Gallagher A. Diabet Res Clin Pract. 2005;67:196-203.

The aim of this study was to determine the effect of a physiological postprandial insulin profile with insulin aspart on the metabolic and haemostatic abnormalities of people with type 2 diabetes. Postprandial hyperglycemia has become an area of interest, since the toxic effect of high glucose concentrations is greatest at this point. Studies have suggested that postprandial hyperglycemia is more predictive than fasting glucose levels of adverse cardiovascular outcome. This study employed a regimen of premeal plus basal insulin to examine the effects of postprandial control on metabolic, haemostatic, and endothelial markers.

The methods of this study consisted of a single center, double-blind, cross over design on 21 insulin-treated type 2 diabetic patients. After converting from twice-daily to premeal plus basal insulin administration, patients were randomized for a 6-week treatment period. Measurements were collected after a test meal at the 6th week of the study. The total daily dosage of premeal insulin aspart was lower than the dosage of human insulin (45±4.5 U/day versus 50±5 U/day, P = .030) Metabolic and biochemical variables such as A1C, cholesterol, triglycerides, apolipoprotein, and blood glucose levels were monitored for statistical significance.

The results of this study suggest that improving postprandial but not overall blood glucose control with insulin aspart does little to improve the basic features of the lipoprotein profile or levels of vascular risk markers. Timed measurements of blood glucose, cholesterol, free insulin, HDL, blood 3-hydroxybutyrate and triglycerides all failed to display significant differences following treatment with human insulin or insulin aspart. Concentrations of lipids and apolipoproteins did not change significantly despite the significant improvement of A1C.

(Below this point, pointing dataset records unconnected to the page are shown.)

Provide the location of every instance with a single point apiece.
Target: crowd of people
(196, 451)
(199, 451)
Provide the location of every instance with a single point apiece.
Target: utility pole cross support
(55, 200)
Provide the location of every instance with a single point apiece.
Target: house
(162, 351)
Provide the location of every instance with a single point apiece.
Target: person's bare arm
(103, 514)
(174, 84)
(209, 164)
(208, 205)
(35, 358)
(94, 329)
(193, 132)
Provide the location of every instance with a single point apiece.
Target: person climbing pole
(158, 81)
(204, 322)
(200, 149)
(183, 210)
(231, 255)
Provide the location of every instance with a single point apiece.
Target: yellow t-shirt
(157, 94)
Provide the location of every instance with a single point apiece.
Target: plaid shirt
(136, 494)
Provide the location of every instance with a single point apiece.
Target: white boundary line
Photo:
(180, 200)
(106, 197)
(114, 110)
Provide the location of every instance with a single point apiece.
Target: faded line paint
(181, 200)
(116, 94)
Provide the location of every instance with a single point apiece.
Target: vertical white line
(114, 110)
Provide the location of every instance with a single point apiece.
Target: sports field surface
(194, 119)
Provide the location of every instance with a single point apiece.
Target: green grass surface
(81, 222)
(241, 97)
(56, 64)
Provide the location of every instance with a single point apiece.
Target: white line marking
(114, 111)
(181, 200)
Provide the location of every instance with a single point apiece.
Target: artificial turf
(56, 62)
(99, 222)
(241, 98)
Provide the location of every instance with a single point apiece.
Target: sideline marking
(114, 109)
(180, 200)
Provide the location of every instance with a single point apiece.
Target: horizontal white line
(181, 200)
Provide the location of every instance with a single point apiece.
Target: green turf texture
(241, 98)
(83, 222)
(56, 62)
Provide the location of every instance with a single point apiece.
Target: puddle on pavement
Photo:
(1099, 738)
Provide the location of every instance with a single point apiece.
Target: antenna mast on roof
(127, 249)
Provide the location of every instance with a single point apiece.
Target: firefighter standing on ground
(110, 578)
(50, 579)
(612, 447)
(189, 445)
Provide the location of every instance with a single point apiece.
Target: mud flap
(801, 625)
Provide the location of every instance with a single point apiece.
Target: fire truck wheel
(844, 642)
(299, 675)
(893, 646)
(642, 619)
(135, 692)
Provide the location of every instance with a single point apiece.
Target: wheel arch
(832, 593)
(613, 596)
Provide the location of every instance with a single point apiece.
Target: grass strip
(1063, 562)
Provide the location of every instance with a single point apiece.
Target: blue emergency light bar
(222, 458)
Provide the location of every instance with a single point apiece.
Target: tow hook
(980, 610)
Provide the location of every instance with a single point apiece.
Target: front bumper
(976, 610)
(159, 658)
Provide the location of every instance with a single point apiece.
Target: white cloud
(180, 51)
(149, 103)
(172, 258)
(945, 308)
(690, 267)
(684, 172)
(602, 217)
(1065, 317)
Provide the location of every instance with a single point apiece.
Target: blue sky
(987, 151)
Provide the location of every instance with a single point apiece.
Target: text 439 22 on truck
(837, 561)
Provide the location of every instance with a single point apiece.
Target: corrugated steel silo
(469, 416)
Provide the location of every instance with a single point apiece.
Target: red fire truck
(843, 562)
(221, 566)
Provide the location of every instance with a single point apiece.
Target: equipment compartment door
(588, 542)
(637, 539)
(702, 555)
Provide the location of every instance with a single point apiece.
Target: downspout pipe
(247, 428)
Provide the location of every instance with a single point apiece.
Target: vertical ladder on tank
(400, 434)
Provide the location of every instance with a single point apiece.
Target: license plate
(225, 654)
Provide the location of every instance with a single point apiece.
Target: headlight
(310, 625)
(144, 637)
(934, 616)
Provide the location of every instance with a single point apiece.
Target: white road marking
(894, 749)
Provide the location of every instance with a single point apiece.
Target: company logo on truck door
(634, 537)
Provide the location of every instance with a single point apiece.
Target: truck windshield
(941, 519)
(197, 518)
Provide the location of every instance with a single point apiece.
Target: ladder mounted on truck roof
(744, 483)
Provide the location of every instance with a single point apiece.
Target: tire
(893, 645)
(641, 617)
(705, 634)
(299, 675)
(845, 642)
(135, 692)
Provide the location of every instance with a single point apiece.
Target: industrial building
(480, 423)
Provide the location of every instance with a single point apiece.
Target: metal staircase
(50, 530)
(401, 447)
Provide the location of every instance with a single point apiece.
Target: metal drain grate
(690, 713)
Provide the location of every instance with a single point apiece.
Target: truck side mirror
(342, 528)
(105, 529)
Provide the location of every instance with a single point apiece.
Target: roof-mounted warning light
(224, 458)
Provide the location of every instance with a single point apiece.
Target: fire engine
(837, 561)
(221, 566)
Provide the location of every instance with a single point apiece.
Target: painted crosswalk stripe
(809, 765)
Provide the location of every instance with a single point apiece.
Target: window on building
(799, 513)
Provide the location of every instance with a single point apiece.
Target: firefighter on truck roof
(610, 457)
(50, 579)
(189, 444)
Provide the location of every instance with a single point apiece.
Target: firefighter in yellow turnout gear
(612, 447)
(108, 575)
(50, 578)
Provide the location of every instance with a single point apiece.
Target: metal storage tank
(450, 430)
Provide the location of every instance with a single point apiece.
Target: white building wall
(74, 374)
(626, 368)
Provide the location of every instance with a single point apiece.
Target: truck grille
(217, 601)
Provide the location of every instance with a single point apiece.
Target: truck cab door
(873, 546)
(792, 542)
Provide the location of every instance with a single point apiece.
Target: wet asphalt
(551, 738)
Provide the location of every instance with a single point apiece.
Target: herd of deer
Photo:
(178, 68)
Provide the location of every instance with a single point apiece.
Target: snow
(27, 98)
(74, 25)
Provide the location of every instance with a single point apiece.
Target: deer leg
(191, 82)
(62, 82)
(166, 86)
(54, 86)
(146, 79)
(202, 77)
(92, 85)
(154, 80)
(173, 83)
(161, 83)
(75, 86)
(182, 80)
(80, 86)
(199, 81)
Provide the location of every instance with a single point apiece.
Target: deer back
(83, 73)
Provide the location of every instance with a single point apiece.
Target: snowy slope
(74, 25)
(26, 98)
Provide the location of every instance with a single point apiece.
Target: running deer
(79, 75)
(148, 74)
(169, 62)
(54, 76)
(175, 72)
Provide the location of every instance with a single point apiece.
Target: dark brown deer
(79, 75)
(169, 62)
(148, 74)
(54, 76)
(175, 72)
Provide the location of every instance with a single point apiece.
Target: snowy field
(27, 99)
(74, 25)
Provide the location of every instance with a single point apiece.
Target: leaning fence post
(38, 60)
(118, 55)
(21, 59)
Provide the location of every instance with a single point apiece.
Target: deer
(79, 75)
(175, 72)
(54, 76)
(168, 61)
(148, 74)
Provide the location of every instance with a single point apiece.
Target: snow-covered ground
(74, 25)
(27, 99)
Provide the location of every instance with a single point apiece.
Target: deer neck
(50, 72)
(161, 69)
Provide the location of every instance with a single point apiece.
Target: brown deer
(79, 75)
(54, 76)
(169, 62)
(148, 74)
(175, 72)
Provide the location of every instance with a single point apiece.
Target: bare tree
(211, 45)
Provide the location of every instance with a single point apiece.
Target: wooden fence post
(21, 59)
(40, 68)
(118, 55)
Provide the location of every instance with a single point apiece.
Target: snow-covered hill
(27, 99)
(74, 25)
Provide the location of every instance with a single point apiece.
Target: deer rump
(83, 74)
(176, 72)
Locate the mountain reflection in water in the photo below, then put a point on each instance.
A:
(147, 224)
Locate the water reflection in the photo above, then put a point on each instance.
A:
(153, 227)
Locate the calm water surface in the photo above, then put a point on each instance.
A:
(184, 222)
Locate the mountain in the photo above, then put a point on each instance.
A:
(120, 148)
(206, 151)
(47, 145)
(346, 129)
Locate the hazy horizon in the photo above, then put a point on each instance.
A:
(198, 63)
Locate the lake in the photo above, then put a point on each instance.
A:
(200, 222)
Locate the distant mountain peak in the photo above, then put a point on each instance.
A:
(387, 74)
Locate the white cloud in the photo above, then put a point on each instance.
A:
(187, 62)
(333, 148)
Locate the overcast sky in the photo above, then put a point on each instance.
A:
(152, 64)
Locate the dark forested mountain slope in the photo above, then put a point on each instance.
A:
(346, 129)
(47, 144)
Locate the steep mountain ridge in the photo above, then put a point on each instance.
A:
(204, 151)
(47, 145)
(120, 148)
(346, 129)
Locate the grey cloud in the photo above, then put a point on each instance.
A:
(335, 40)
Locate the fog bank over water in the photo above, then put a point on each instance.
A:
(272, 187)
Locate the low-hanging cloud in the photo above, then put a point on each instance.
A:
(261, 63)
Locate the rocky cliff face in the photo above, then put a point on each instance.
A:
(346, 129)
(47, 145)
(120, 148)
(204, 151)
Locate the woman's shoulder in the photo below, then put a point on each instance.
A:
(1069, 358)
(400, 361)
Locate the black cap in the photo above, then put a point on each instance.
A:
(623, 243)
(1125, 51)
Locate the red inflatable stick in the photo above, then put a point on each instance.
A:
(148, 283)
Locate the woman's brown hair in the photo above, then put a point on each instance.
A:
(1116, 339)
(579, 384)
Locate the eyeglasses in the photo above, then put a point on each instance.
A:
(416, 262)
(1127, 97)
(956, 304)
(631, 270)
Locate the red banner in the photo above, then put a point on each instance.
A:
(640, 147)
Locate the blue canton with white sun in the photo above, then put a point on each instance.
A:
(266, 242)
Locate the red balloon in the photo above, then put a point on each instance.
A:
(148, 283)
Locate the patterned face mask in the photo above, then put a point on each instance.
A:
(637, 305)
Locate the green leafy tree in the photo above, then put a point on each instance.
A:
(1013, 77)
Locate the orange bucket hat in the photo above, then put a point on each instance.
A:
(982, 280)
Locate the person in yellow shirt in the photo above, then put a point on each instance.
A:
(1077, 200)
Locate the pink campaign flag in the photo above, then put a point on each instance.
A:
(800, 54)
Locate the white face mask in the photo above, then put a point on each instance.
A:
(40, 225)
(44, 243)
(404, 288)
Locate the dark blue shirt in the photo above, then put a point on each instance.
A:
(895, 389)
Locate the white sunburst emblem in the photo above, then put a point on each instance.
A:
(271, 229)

No changes in haemostatic measurements or endothelial dysfunction with improved postprandial blood glucose control were demonstrated. However there were several limitations to this study. Optimal postprandial blood glucose levels were never achieved within the target range of 4.0-6.0 mmol/L preprandially and 5.0-7.5 mmol/L postprandially. The small sample size and short duration further limits the study results. A possible criticism of this study lies within the wide range of baseline glucose concentrations, which could have been eliminated with intravenous insulin infusions overnight prior to the test meal.